Philosophy is generally associated with the search for knowledge of the self and of the world, yet the search for ultimate meaning can be life-denying and therefore cripple human fulfilment.
There is no absolute truth.
Truth has been constructed by men through a historic process, and even our own understanding of who and what we are is the result of a lengthy process of training and cultivation through the evolution of morality and centuries of social development.
Meaning or truth is historical and flexible, rather than a-temporal and absolute.
Even conscience and free will are not natural givens, but the outcome of historical and psychological evolution of humanity. The existence of both is essential for society as much as it is for Moral philosophy, as it can attribute guilt and responsibility.
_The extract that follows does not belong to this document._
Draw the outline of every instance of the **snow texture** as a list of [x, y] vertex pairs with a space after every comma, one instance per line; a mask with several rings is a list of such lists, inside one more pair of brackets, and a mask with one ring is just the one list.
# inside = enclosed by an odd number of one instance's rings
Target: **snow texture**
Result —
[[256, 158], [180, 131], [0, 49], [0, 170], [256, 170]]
The creation of free will and a moral perspective demarcates the birth of the ‘absolute’ truth and consequently the unceasing seeking of ultimate knowledge and truth.
Man’s conscience, his sense of responsibility, is instilled by means of punishment, in a relationship similar to that between creditor and debtor.
‘How do you give a memory to the animal, man? …’ ‘A thing must be burnt in so that it stays in the memory…’ (Friedrich Nietzsche, The Genealogy of Morality)
Science and philosophy are by no means an advance away from the will to truth, rather sophisticated versions of the same doctrine: a denial of sensual, present life in exchange for a pursuit of a believed, pre-determined truth — a truth that has been constructed through historical and psychological development, which differ for various civilisations, being simultaneously valid and null.
‘Nothing is true, everything is permitted.’ This is a fundamental affirmation of unrestricted creative freedom: an apocalyptic avowal that goes beyond the call to destructive, unrestrained behaviour:
“Everything is permitted because nothing is true. It is all make-believe . . . illusion . . . dream . . . art. When art leaves the frame and the written word leaves the page, not merely the physical frame and page, but the frames and pages that assign the categories.” (William S. Burroughs)
Only when we acknowledge the absence of eternal or pre-existing truth, can we be free from the burden of guilt.
Only then can we become our own master, legislator, executive and judge in the pursuit of a fulfilling sensual and creative life.
Only then will we stop blaming the elusive other for our actions and assume responsibility for everything we do in drawing our own horizons of truth.